10118:19 <lightlike> x^2 + 1?
10218:19 <sipa> right
10318:19 <sdaftuar> and hence that would not be a field
10418:19 <sipa> in general it is (x^2 + 2x + 1), but that's the integer 2=1+1, not {2}
10518:19 <sipa> 1+1 = 0 in our field
10618:20 <prayank> sipa: (x+1)^2 = x^2 + 1 + x
10718:20 <sipa> prayank: no
10818:20 <sipa> x^2 + 1 + x + x
10918:20 <prayank> Sorry 2x
11018:20 <prayank> Yeah
11118:20 <glozow> prayank: 2x = x + x = 0 here
11218:20 <sipa> so if we were working modulo (x^2 + 1) {5}, the field element x+1 {3} would not have an inverse
11318:21 <sipa> and it's a requirement for a field that every non-zero element has an inverse
11418:21 <sipa> otherwise we can't solve linear equations over it
11518:22 <sipa> ok, so, multiplication over the integers-representing-field-elements is really: taking them apart, interpreting the bits as coefficients of a polynomial over Z2 (integers mod 2), multiplying those polynomials, and then doing the result modulo an irreducible polynomial of degree (bits)
11618:22 <sipa> what irreducible polynomial is used for the 256-sized field?
11718:23 <jnewbery> GF2_MODULI[8]
11818:23 <glozow> x^9 + x + 1?
11918:23 <glozow> WAIT OOPS I MISCOUNTED
12018:23 <sipa> glozow: that's for a field with 512 elements
12118:24 <glozow> x^8 + x^4 + x^3 + x + 1
12218:24 <sipa> indeed
12318:24 <jnewbery> so I was wrong as well, should be GF2_MODULI[7] ?
12418:24 <glozow> no, the first 2 are None
12518:24 <sipa> jnewbery: no, GF2_MODULI[8]
12618:24 <jnewbery> oh sorry. None, None
12718:24 <jnewbery> got it
12818:24 <sipa> in minisketch the lowest-degree irreducible polynomial is used for every field size, and it appears no trinomial exists for size 2^8
12918:25 <sipa> so a pentanomial is used
13018:25 <jnewbery> The moduli are here in the code: https://github.com/sipa/minisketch/pull/26/files#diff-c1cbd3b5834cdb8c5408a4527171bfa260f4a104e89e051700a9da3dc69f56a4R18-R83
13118:25 <sipa> so: integers represent field elements
13218:25 <sipa> but in what follows we're going to work with polynomials _over_ those field elements
13318:25 <sipa> and it's important not to confuse the two
13418:26 <sipa> as polynomials are also used in the definition of the field elements themselves
13518:26 <sipa> the field elements are represented as integers in the python code; polynomials are represented as lists of integers (if p is a list, p[0] is the 0th degree coefficvients, p[17] is the 17th degree coefficient, etc)

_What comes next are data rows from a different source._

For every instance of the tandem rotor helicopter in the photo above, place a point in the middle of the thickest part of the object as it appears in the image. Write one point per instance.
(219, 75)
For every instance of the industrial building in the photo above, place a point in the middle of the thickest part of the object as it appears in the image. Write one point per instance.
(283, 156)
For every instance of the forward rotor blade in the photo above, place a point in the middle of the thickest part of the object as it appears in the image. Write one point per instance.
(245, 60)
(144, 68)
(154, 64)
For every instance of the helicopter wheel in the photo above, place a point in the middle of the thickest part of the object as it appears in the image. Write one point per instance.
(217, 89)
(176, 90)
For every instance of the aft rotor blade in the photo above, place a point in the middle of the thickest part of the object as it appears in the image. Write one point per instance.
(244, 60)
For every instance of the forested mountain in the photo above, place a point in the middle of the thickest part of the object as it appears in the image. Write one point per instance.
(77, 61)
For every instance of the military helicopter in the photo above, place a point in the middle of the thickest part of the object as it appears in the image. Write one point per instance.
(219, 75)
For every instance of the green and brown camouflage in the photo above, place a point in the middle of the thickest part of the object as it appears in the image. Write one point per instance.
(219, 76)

13618:27 <sipa> let's move on to the next question
13718:27 <sipa> Imagine Alice and Bob have sets {a,b,c,d,f} and {b,d,e,f} respectively, where the variables represent distinct non-zero 8-bit field elements. Assume that Alice knows ahead of time that the (symmetric) difference between those two sets is not more than 3. Alice is going to send a sketch of her elements to Bob, so that Bob can learn the differences. How many bits will her sketch be in size?
13818:27 <jonatack> A sketch of b-bit elements with capacity c can be stored in bc bits, so Alice's sketch will be max 5 elements x 8 bits = 40 bits in size?

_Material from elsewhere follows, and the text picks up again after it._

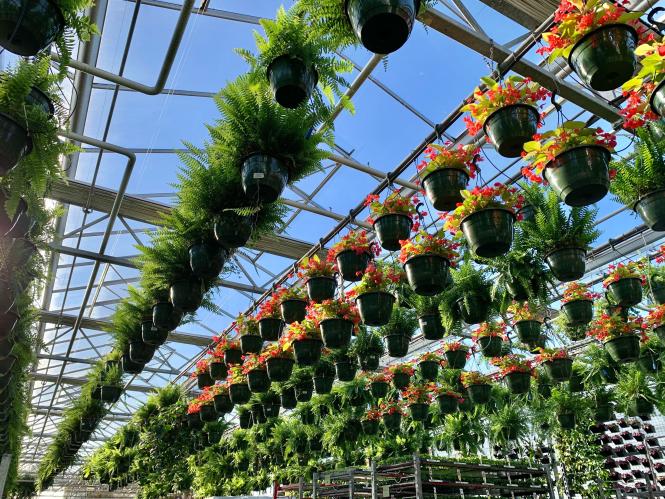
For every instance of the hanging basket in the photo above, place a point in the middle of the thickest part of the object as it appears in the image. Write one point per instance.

13918:27 <dergoegge> 8*3 so 24
14018:27 <lightlike> 3*8=24 bits?
14118:27 <glozow> I got 24, `capacity` = 3, 8-bit elements (`field_size` = 8), we get bc = 24 bits.

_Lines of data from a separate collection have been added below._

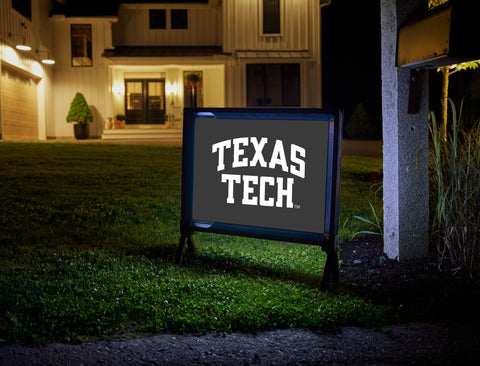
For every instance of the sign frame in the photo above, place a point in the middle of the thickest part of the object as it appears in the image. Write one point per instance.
(328, 239)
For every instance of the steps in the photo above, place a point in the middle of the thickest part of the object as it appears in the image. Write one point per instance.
(144, 132)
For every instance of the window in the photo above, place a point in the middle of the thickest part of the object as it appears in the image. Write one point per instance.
(145, 101)
(24, 7)
(193, 89)
(271, 16)
(158, 19)
(272, 85)
(179, 19)
(81, 44)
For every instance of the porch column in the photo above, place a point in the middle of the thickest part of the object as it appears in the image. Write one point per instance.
(405, 185)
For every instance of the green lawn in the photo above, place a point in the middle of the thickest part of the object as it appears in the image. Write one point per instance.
(88, 234)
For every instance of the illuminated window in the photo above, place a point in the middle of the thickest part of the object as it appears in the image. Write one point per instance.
(179, 19)
(271, 16)
(24, 7)
(81, 44)
(158, 19)
(434, 3)
(193, 89)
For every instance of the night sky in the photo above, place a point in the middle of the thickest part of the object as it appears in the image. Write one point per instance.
(351, 58)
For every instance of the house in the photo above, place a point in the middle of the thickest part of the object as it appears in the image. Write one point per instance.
(147, 60)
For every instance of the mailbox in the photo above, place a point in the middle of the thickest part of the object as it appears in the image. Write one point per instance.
(445, 36)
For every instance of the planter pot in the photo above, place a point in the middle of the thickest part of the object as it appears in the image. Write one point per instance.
(81, 131)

14218:27 <sipa> feel free to ask me any time if something isn't clear in the question
14318:27 <jonatack> or capacity 3 x 8 bits = 24
14418:28 <sipa> yes, exactly 24 bits
14518:28 <jonatack> was unsure here
14618:28 <dergoegge> in serialized_size whats the +7 for?
14718:28 <sipa> and what field elements would the sketch Alice compute for her set, with capacity 3?
14818:28 <sipa> dergoegge: rounding up to a multiple of bytes
14918:28 <glozow> it's ceil division for bytes
15018:28 <sipa> look at the add function
15118:29 <jonatack> field elements {a,c}
15218:29 <glozow> oo, typo in add comment? `1 <= element < 2**field_size`
15318:29 <sipa> jonatack: that's not right, we're looking for something with 3 elements
15418:30 <sipa> glozow: i believe that comment is correct
15518:30 <sipa> add requires "numbers" as input in range [1,255]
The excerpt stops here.